Talend Cloud Data Preparation architecture - Cloud

Talend Cloud Data Preparation User Guide

Version
Cloud
Language
English (United States)
Product
Talend Cloud
Module
Talend Data Preparation
Content
Administration and Monitoring > Managing connections
Data Quality and Preparation > Cleansing data
Data Quality and Preparation > Managing datasets

This architecture diagram identifies the functional blocks of Talend Cloud Data Preparation

The diagram is divided into two main parts: the local network and the cloud infrastructure.

Local network

The local network includes a web browser, Talend Studio, a Remote Engine Gen 1, and a Remote Engine Gen2.

From your web browser, you can access the Talend Cloud Data Preparation application.

From Talend Studio, you can benefit from the Talend Cloud Data Preparation features through the use of the tDatasetInput, tDatasetOutput, and tDataprepRun components. You can create datasets from various databases and export them in Talend Cloud Data Preparation, or leverage a preparation directly in a data integration Job or Spark Job.

The Remote Engine Gen 1 is used to run the Jobs that use the Data Preparation components, and run artifacts and tasks on premises.

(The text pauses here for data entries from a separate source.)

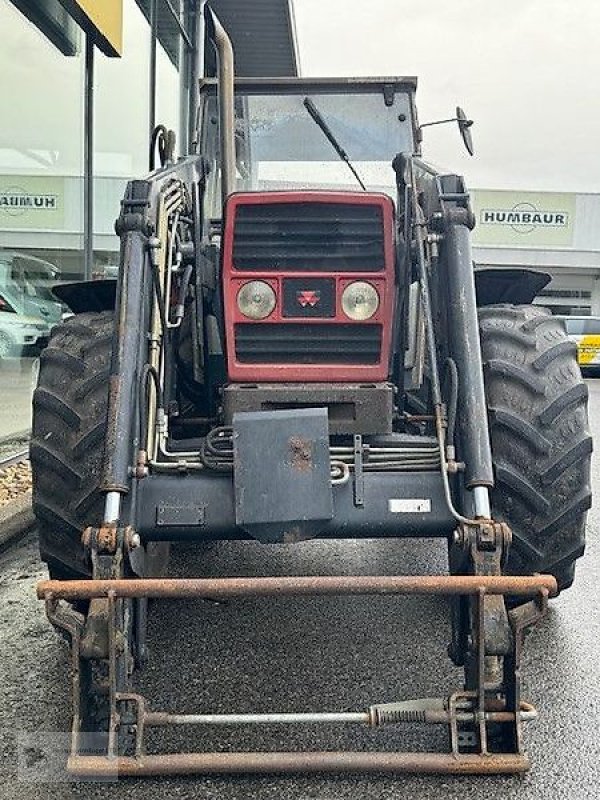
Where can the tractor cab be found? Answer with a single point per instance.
(295, 134)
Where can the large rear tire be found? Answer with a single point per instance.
(541, 444)
(67, 442)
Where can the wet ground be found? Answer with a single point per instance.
(299, 654)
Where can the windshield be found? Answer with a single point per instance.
(279, 144)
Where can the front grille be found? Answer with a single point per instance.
(320, 237)
(305, 343)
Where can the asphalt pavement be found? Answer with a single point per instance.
(306, 654)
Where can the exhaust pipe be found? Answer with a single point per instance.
(226, 71)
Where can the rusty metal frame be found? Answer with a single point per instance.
(474, 707)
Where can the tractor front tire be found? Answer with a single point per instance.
(67, 443)
(541, 443)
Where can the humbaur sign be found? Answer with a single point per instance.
(524, 217)
(16, 201)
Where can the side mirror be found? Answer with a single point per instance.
(464, 126)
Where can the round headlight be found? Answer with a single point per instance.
(360, 300)
(256, 300)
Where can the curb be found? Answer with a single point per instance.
(16, 519)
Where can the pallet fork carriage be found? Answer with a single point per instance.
(468, 713)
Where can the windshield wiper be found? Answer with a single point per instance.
(316, 115)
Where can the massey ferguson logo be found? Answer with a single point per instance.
(308, 297)
(15, 201)
(524, 218)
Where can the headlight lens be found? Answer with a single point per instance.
(256, 300)
(360, 300)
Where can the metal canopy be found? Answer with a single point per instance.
(263, 36)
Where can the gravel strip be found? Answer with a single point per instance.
(14, 482)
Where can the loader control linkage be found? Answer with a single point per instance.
(484, 720)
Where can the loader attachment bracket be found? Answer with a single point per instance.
(473, 715)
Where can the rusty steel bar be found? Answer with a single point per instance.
(219, 588)
(157, 719)
(312, 762)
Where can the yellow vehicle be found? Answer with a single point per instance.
(585, 332)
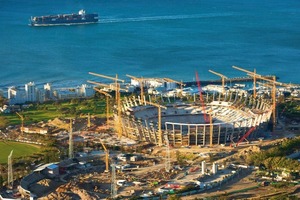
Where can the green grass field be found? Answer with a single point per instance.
(20, 149)
(48, 111)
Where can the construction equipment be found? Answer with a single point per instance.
(273, 82)
(168, 157)
(22, 122)
(71, 155)
(223, 79)
(201, 98)
(141, 82)
(107, 103)
(10, 180)
(118, 124)
(106, 156)
(159, 119)
(245, 136)
(88, 116)
(173, 81)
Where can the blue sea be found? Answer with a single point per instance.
(149, 38)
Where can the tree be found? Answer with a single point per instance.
(1, 181)
(3, 122)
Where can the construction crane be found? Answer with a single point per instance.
(201, 98)
(141, 82)
(113, 187)
(22, 122)
(222, 77)
(173, 81)
(71, 155)
(159, 119)
(107, 103)
(273, 82)
(118, 99)
(168, 159)
(10, 179)
(106, 156)
(244, 136)
(88, 116)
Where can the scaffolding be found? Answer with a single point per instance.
(113, 181)
(10, 171)
(168, 161)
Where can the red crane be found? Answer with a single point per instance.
(206, 119)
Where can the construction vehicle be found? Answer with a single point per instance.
(22, 121)
(141, 82)
(106, 157)
(271, 81)
(118, 124)
(159, 119)
(107, 103)
(223, 79)
(244, 137)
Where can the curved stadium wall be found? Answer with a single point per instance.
(232, 115)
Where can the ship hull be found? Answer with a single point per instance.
(64, 19)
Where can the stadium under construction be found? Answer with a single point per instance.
(219, 120)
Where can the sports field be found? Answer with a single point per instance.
(20, 149)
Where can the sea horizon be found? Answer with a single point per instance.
(145, 38)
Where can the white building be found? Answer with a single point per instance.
(16, 96)
(31, 92)
(48, 92)
(85, 91)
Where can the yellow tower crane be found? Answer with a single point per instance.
(106, 156)
(273, 82)
(22, 121)
(222, 77)
(141, 82)
(88, 116)
(159, 119)
(107, 103)
(173, 81)
(118, 99)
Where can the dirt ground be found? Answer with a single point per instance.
(245, 181)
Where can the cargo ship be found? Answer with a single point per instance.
(64, 19)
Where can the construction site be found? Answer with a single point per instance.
(155, 133)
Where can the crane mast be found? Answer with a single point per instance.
(159, 119)
(222, 77)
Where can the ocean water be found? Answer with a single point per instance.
(149, 38)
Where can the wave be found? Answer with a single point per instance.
(161, 18)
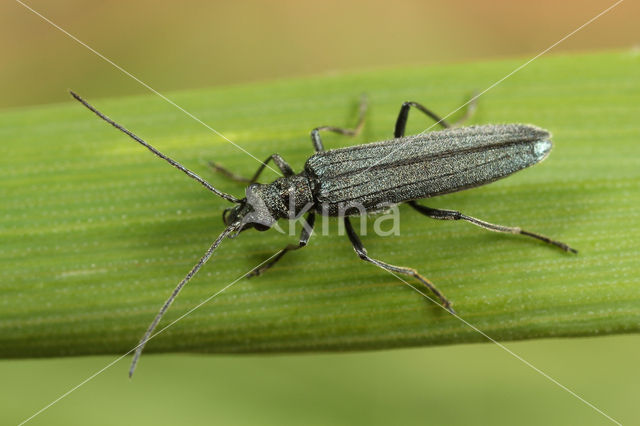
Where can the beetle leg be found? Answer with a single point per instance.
(401, 122)
(315, 133)
(455, 215)
(284, 167)
(362, 252)
(307, 229)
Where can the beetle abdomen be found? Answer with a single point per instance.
(425, 165)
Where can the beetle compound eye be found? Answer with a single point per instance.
(225, 215)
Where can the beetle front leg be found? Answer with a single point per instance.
(307, 229)
(284, 167)
(456, 215)
(315, 133)
(362, 252)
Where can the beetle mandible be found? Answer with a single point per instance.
(371, 176)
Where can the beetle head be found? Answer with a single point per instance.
(251, 212)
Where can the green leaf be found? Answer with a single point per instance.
(96, 232)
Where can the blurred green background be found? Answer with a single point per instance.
(195, 44)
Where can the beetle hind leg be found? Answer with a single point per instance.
(362, 252)
(456, 215)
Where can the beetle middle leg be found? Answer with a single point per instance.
(362, 252)
(307, 229)
(284, 167)
(456, 215)
(403, 116)
(315, 133)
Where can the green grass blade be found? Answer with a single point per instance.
(96, 232)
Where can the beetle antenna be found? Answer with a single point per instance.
(231, 228)
(174, 163)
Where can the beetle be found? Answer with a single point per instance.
(370, 177)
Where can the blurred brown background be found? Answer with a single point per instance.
(198, 43)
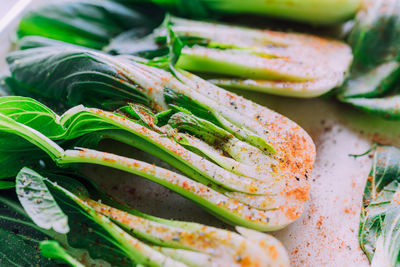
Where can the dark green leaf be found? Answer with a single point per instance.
(381, 185)
(38, 202)
(52, 249)
(84, 22)
(16, 251)
(72, 76)
(387, 107)
(375, 37)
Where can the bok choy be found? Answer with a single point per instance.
(281, 63)
(379, 226)
(90, 23)
(252, 188)
(373, 82)
(124, 237)
(309, 11)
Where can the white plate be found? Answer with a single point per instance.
(326, 234)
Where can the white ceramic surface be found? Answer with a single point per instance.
(326, 234)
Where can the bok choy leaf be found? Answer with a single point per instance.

The Remote Engine Gen2 is used to run objects from the Talend Cloud applications, as well as creating connections and fetching data samples.

Cloud infrastructure

The cloud infrastructure includes Talend Cloud Data Preparation that relies on the Dataset service, and the Cloud Engine for Design.
  • The Dataset service is what provides the unified dataset list for Talend Cloud Data Preparation, Talend Cloud Data Inventory and Talend Cloud Pipeline Designer.
  • In Talend Cloud Management Console, you can administrate roles, users, projects, and licences. You can create new users for the cloud applications and assign them to custom groups. You can then define roles and assign them to your users. Talend Cloud Management Console is also used to import your license files and create projects to collaborate on in Studio. In addition, you can enable data and file transfer, data integration, and access to shared data sources for web users. You can, for example, import and use preconfigured sample Tasks, or design Tasks that automate the exchange and synchronization of data between applications.
  • In Talend Cloud Data Preparation, you can import your data from local files or other sources, and cleanse or enrich it by creating new preparations.
  • In Talend Dictionary Service, you can add, remove, or modify the semantic categories that are applied to each column in your data when opened in Talend Cloud Data Preparation.

The Cloud Engine for Design is used to run artifacts, tasks and preparations in the cloud, as well as creating connections and fetching data samples.